# Trouble with samples in a normal distribution

I'm okay with solving regular normal distribution questions (where $X$ is a normal random variable with mean $\mu$ and standard deviation $\sigma$). However, we're currently dealing with samples within a larger population and I'm struggling to understand how the process of solving a question goes.

Here's an example:

The weight of a car is normally distributed with a mean of $2500$ and a standard deviation of $50$. Next, a random sample of $5$ cars is taken. What is the standard error of the sample mean?

I know that the standard error of the sample is:

$$\frac{\sigma^2}{n}$$

but a question can't be this easy to answer can it? It's leading me to believe I'm missing a concept. If someone would be able to walk through the procedure of solving a question of this nature it would be greatly appreciated.
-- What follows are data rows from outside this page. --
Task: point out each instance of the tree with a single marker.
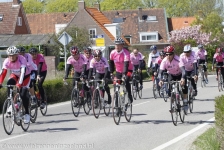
(120, 5)
(61, 6)
(33, 6)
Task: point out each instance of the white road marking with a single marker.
(183, 135)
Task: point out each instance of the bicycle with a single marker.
(155, 89)
(220, 78)
(190, 95)
(39, 100)
(120, 102)
(79, 99)
(202, 75)
(11, 113)
(98, 100)
(135, 85)
(175, 104)
(164, 88)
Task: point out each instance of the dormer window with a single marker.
(19, 21)
(1, 17)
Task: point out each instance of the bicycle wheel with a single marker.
(154, 89)
(8, 117)
(116, 108)
(180, 107)
(134, 89)
(33, 111)
(24, 126)
(128, 109)
(75, 102)
(87, 103)
(173, 108)
(96, 103)
(107, 106)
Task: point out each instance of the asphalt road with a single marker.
(151, 126)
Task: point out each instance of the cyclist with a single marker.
(79, 64)
(136, 59)
(39, 60)
(171, 64)
(33, 67)
(188, 62)
(218, 60)
(120, 58)
(101, 66)
(201, 55)
(20, 76)
(152, 58)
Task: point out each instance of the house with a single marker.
(177, 23)
(13, 18)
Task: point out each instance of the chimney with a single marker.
(81, 5)
(97, 5)
(140, 13)
(16, 2)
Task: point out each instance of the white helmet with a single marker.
(12, 50)
(187, 48)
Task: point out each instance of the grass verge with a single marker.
(207, 141)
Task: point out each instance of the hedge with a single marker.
(219, 117)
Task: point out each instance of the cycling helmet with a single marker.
(74, 50)
(87, 49)
(200, 46)
(97, 52)
(187, 48)
(21, 49)
(119, 40)
(169, 49)
(33, 50)
(153, 47)
(218, 50)
(161, 53)
(12, 50)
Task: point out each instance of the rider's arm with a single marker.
(106, 72)
(39, 68)
(2, 75)
(183, 72)
(68, 67)
(90, 73)
(111, 66)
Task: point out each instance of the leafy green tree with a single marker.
(33, 6)
(120, 5)
(61, 6)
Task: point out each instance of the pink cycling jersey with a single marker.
(158, 60)
(218, 58)
(39, 59)
(88, 61)
(187, 62)
(77, 64)
(172, 67)
(200, 54)
(99, 65)
(16, 66)
(31, 65)
(119, 58)
(135, 59)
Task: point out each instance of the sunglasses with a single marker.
(97, 56)
(169, 54)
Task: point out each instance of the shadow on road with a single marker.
(53, 130)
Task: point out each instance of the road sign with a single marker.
(65, 38)
(100, 42)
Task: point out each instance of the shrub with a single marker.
(219, 117)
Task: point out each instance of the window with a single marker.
(19, 21)
(148, 36)
(92, 33)
(1, 17)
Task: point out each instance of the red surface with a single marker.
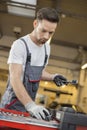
(8, 125)
(81, 128)
(22, 126)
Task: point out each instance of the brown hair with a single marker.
(47, 13)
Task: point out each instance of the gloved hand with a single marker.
(37, 111)
(59, 80)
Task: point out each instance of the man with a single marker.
(27, 61)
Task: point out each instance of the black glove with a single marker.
(59, 80)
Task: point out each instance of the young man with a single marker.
(27, 61)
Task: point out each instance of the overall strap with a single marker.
(28, 52)
(46, 56)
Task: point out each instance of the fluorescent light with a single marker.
(84, 66)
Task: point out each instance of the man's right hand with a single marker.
(37, 111)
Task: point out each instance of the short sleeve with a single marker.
(17, 52)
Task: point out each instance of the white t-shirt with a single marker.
(18, 52)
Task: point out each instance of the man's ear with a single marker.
(35, 23)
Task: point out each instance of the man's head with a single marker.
(45, 25)
(48, 14)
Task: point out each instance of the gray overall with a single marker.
(32, 76)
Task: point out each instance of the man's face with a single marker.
(43, 30)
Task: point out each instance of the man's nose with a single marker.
(46, 35)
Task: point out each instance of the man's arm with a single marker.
(18, 87)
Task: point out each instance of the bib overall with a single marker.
(32, 76)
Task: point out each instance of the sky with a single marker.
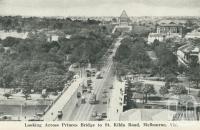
(100, 7)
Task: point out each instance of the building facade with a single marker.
(165, 31)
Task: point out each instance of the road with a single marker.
(83, 112)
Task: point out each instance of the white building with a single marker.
(155, 36)
(165, 31)
(186, 52)
(193, 35)
(52, 38)
(5, 34)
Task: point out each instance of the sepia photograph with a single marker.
(99, 60)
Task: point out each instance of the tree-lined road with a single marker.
(83, 112)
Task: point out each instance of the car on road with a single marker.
(94, 113)
(99, 117)
(104, 90)
(111, 87)
(105, 101)
(104, 115)
(60, 114)
(92, 99)
(83, 101)
(78, 94)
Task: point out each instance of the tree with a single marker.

• The question is in fact that simple. $\frac{\sigma^2}{n}$ is the standard error of the sample mean. "standard error of the sample" (what you said it is) doesn't make any sense. – Jonathan Christensen Nov 11 '12 at 2:19

The sample mean $M$ of a sample of size $n$ from a normally distributed RV with mean $\mu$ and variance $\sigma^2$ is a RV $\sim N(\mu,\sigma^2/n)$. The standard error of the mean $s_M$ is the standard deviation of the sample mean and so $s_M=\sigma/\sqrt{n}$.